Теперь иное дело. Всё знаешь, ничему не удивляешься. Всё по накатанной. Вертушка, репертуар. Запах гуталина и мефикса, аксельбанты, бляхи на белых лакированных ремнях, солнечные зайчики повсюду от меди надраенной. Хотя дата обязывает относиться к делу с особым усердием. Сорок пять лет со Дня Победы, как-никак.
Поутру армейский харч не лезет. Чай да хлеб с маслом запихнешь в нутро, «явкой» на халявку подымишь – и на аэродром. Репетировать! Пока доедешь, голод предательски даст о себе знать. А там пища только «духовная» или, лучше сказать, духовая, в виде маршей и «зорек». Крышу от них рвет с корнем: «Все выше и выше, и выше…» И так пару десятков раз за день. Один «Десантный батальон» Окуджавы, пожалуй, радует. Но его редко исполняем – когда техника катит. А катит она медленно, мощно, окутывая всё и вся черно-сизым мраком выхлопных газов. Намертво заглушает звериным рыком тысячный оркестр. И не помогут тут ни трубы, ни барабаны, ни геликоны. Безоговорочно капитулируешь перед ней, ощущая явную бесполезность оркестровых партитур в военном деле. Понимаешь или догадываешься, что такое война. Примерно, конечно. Они ж, дуры, просто едут, не стреляя, не взрывая. А если по-другому?! Не приведи Господь.

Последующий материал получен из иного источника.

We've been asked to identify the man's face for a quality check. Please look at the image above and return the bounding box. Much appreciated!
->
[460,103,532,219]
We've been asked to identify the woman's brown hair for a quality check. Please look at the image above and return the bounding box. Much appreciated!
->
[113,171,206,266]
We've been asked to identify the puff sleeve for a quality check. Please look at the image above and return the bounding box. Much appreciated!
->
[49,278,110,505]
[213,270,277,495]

Периодически привозят ветеранов. Строят. Командуют стариками. Учат маршировать, держать равнение, тянуть носок. Заново. Они не то, что мы. Подход к делу сознательный. Знают, что за праздник, не по календарю знают, и цену ему. Стараются изо всех сил, правда, не без волнения. Как дети переживают, если что не так получается. Больно смотреть порой. Слава богу, для них, ну и для высшего командного состава, конечно, расположили на обочинах темно-зеленые шатры – полевые буфеты. В перерыве заскочил в один на свой страх и риск: пепси-кола, бутерброды, печенье. Нормально. Там же невдалеке «скорая» на стреме. Кому-то из стариков, помню, стало плохо. Увезли…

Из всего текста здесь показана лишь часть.